El algoritmo que nos reescribe

Podría parecer una corriente más del progreso. Pero no lo es. Lo que está ocurriendo con la inteligencia artificial ya no es evolución: es transformación. Como si un nuevo organismo invisible, hecho de datos y decisiones automatizadas, hubiera comenzado a reconfigurar no solo nuestras herramientas, sino nuestros propios modos de ver, sentir, trabajar y entender el mundo.

Hoy, mientras Elon Musk advierte sobre una inminente crisis energética provocada por la IA y Google rediseña el acceso al conocimiento con su nuevo modo Gemini, el panorama se quiebra en múltiples direcciones. Por un lado, un adolescente recibe la primera edición genética con CRISPR Prime Editing en un ensayo pionero. Por otro, China logra vulnerar el cifrado RSA gracias a un avance cuántico que desvela las grietas de toda nuestra seguridad digital. La línea que separa la ciencia ficción del presente se ha evaporado.
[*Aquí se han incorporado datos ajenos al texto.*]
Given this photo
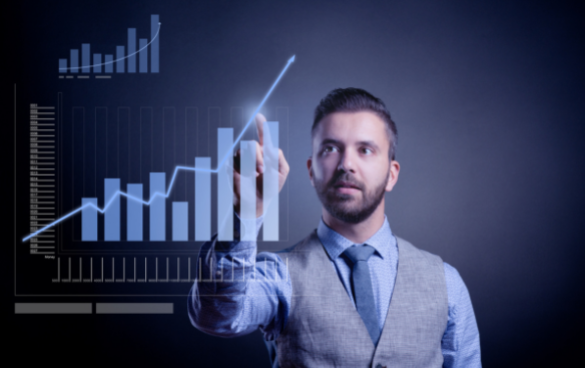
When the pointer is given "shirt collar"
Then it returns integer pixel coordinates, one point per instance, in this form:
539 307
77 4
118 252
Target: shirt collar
335 244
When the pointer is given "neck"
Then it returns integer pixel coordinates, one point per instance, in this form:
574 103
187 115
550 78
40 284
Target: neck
360 232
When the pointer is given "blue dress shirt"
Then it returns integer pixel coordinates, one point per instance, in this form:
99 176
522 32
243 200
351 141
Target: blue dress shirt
238 291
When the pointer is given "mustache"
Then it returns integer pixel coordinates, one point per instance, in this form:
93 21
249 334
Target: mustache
345 178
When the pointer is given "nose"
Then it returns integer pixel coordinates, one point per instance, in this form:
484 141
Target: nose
347 161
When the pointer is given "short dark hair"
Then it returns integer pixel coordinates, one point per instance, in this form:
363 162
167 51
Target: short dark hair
355 100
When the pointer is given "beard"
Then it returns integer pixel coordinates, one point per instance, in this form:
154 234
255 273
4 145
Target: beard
347 207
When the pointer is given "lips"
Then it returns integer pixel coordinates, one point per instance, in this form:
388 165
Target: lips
346 184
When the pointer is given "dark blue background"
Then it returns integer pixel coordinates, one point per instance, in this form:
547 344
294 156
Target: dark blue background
488 98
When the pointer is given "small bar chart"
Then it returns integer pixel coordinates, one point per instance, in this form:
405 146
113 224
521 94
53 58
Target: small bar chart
180 218
123 58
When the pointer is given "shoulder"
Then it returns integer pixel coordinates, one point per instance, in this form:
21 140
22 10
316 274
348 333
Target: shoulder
406 249
457 292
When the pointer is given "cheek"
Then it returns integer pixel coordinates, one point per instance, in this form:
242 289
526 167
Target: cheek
323 168
375 175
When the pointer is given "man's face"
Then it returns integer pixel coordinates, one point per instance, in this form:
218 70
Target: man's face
350 168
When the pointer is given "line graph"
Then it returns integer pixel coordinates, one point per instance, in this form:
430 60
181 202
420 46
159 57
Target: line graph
119 59
166 194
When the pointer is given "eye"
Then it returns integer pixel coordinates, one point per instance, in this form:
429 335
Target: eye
330 149
367 151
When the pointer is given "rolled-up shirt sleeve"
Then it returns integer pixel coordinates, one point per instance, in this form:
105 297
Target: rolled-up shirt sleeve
237 291
460 343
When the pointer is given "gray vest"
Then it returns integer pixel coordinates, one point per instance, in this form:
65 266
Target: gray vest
324 329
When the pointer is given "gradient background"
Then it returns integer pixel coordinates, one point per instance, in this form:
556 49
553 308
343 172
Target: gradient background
488 97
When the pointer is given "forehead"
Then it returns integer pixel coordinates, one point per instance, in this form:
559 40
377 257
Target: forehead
352 126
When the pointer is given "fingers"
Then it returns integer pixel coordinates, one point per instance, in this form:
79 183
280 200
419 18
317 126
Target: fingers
259 160
283 167
260 120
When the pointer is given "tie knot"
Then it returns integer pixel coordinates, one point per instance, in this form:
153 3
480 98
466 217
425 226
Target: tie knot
359 253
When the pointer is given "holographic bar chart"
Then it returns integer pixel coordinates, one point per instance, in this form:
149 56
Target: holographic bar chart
179 221
125 56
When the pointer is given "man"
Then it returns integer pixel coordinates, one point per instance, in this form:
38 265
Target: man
351 294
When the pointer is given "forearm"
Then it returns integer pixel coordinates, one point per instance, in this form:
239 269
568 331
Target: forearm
232 295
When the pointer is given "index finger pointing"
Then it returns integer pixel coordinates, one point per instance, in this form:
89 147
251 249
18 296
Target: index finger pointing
260 120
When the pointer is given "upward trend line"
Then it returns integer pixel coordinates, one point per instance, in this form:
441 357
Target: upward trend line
177 168
122 58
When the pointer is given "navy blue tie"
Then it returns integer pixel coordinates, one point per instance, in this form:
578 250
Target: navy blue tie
362 288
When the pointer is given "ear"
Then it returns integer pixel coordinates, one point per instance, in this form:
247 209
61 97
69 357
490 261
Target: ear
310 167
393 177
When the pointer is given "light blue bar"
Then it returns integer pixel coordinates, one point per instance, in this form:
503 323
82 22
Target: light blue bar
97 63
131 50
248 190
74 55
225 179
62 65
202 199
270 182
112 214
180 221
154 45
109 66
120 55
143 56
85 58
157 207
134 213
89 220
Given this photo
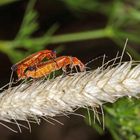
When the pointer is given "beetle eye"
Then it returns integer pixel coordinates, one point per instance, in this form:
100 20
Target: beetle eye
14 68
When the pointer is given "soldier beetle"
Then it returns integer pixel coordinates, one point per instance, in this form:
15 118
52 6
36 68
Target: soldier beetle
45 68
32 60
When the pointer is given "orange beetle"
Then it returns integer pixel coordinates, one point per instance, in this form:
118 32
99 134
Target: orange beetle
45 68
31 60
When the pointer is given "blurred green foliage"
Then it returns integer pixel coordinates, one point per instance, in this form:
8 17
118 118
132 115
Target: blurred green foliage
123 20
4 2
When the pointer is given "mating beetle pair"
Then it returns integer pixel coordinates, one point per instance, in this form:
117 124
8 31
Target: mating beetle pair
34 67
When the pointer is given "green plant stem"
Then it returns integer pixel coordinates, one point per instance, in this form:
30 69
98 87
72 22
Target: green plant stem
75 37
87 35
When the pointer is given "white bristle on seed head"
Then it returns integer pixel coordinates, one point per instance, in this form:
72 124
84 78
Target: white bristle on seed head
61 95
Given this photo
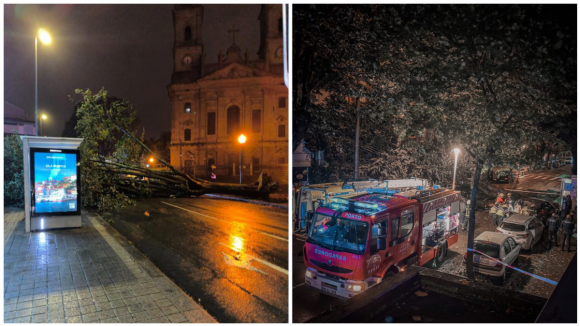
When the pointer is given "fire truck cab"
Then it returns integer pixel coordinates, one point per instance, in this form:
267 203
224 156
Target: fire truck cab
354 243
310 197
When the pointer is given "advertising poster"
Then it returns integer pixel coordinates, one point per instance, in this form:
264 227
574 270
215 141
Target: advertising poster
55 182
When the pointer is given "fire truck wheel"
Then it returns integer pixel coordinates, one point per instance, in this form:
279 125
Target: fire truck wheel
441 255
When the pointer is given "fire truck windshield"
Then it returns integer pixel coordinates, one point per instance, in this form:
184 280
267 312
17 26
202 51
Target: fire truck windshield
339 234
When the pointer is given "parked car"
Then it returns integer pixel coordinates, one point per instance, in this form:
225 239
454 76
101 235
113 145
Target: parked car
496 245
526 230
504 176
545 210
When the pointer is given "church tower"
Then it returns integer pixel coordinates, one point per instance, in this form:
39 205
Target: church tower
271 49
187 45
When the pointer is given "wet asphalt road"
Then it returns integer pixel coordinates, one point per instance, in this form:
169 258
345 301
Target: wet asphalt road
306 302
230 256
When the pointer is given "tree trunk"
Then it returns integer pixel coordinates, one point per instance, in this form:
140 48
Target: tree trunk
471 232
356 141
574 151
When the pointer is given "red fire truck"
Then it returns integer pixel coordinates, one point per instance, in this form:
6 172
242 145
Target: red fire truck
356 242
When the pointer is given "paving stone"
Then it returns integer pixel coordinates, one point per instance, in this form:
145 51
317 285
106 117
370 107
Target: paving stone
40 310
177 318
74 319
141 317
122 311
107 314
90 318
40 318
169 310
83 274
154 313
161 320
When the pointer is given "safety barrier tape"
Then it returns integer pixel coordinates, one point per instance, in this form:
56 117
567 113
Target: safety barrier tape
517 269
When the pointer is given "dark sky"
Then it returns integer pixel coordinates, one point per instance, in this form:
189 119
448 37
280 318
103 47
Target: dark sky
127 49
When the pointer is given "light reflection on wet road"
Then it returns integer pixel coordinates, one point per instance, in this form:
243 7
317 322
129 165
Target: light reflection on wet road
231 257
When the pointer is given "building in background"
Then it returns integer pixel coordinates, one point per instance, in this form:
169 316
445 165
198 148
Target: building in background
16 121
213 103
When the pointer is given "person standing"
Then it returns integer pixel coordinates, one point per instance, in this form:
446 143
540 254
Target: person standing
466 212
567 230
500 198
568 204
553 226
492 212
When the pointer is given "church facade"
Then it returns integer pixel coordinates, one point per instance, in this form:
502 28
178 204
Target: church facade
212 104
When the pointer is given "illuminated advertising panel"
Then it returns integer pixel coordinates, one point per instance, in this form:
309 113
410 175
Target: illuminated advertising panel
55 181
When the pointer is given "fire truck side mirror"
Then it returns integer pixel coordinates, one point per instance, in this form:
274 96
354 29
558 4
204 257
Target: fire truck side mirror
382 239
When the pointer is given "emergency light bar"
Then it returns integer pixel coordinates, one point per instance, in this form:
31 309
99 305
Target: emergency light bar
366 205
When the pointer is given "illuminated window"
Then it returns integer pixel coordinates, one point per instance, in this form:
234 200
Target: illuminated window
256 121
281 102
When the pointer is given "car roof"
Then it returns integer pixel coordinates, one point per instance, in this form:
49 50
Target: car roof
518 219
495 237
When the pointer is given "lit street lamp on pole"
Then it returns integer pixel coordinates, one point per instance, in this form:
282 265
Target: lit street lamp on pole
456 150
45 39
42 118
241 140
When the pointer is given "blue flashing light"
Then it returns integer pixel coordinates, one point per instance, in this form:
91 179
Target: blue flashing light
366 205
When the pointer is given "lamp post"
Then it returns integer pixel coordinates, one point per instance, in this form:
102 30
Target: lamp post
46 39
241 140
42 117
456 150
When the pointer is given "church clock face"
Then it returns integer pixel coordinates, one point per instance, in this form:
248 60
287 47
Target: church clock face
187 60
279 52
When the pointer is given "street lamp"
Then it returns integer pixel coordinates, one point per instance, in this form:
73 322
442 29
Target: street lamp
45 39
42 117
241 140
456 150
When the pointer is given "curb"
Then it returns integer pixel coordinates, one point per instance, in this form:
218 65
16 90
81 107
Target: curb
258 202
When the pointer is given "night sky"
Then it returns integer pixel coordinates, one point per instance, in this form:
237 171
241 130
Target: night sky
127 49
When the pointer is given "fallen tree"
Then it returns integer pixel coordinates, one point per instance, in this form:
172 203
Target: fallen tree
114 178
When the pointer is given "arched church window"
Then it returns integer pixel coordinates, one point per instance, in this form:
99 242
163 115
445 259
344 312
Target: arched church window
233 119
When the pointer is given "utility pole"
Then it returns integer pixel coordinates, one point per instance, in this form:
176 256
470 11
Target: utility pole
471 231
356 144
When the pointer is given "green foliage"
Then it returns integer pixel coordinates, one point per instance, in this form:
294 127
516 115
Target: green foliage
492 80
97 124
13 171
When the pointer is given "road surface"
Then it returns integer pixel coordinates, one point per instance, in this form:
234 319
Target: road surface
537 186
230 256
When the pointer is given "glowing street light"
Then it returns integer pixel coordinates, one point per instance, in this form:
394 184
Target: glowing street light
44 36
45 39
456 150
241 140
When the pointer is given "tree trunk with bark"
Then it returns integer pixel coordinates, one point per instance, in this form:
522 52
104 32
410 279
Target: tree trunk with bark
471 232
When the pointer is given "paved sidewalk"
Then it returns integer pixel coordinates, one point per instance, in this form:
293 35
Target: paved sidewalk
89 275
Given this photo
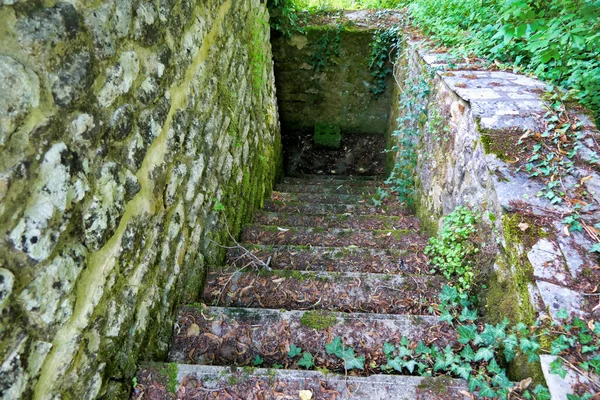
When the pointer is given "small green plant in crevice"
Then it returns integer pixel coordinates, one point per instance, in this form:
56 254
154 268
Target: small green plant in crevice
345 353
453 251
413 115
284 17
550 155
328 45
384 49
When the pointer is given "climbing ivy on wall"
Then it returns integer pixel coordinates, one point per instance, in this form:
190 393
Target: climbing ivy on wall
413 101
384 49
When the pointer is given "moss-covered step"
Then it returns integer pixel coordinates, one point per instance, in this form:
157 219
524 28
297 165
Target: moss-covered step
344 221
340 259
335 237
366 208
335 181
323 198
332 291
339 189
187 382
236 336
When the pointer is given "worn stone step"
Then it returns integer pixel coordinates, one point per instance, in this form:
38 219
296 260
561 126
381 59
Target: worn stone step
384 239
361 180
326 198
236 336
366 208
344 221
326 189
341 259
187 382
332 291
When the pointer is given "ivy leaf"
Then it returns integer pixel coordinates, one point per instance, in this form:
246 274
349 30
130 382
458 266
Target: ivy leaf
396 364
467 315
541 393
484 353
493 367
449 294
306 361
404 351
422 349
410 365
468 354
388 349
335 347
354 363
463 370
294 351
466 333
562 314
486 391
257 360
557 368
446 317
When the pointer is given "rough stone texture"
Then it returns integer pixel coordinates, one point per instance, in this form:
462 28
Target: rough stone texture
538 268
122 125
338 93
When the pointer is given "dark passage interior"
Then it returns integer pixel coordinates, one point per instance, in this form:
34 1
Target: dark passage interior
334 113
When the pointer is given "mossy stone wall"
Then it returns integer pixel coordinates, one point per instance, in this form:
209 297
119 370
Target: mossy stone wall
328 81
122 124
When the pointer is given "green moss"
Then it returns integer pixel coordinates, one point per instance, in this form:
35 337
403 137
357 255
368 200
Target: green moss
437 385
170 371
318 320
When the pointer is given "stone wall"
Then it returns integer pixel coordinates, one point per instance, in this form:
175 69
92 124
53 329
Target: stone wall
316 86
466 154
130 131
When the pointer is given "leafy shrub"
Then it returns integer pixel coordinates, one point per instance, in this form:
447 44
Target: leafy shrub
557 40
453 250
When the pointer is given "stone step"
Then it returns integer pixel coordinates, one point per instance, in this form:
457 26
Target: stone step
187 382
344 221
326 189
360 180
366 208
332 291
340 259
384 239
236 336
325 198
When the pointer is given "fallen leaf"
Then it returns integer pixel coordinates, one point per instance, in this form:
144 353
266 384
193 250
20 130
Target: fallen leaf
193 331
524 384
591 325
305 394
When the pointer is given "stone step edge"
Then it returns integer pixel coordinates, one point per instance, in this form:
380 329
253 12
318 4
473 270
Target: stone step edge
375 387
307 247
270 314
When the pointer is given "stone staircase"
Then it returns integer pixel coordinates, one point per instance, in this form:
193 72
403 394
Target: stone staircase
318 262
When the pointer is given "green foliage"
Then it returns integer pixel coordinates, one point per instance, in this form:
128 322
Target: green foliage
294 351
284 16
453 251
558 40
413 114
384 50
257 361
306 361
328 45
351 361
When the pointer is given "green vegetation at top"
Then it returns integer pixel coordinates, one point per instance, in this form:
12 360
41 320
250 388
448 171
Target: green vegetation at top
556 40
En paralelo, un grupo de estudiantes decide abandonar ChatGPT. No por rechazo al futuro, sino por intuición: perciben que delegar su pensamiento los hace menos precisos, menos humanos. La rebelión no es contra la máquina, sino por la mente.

Mientras tanto, descubrimientos sobre la neuroplasticidad del cerebro, los efectos del desamor, la obesidad neuronal o las asociaciones emocionales sin experiencia previa revelan que, incluso en lo más íntimo —las neuronas—, habitamos un campo de batalla entre lo natural y lo artificial.

¿Y si esta no fuera una era de avances, sino de sustituciones? ¿Y si cada avance técnico llevase consigo una pregunta sobre quién permanece y quién se disuelve en el proceso?

Vivimos en una sinfonía de código, genética, datos y decisiones automatizadas. Pero el centro de esta orquesta no debería ser el algoritmo. Debería ser la pregunta.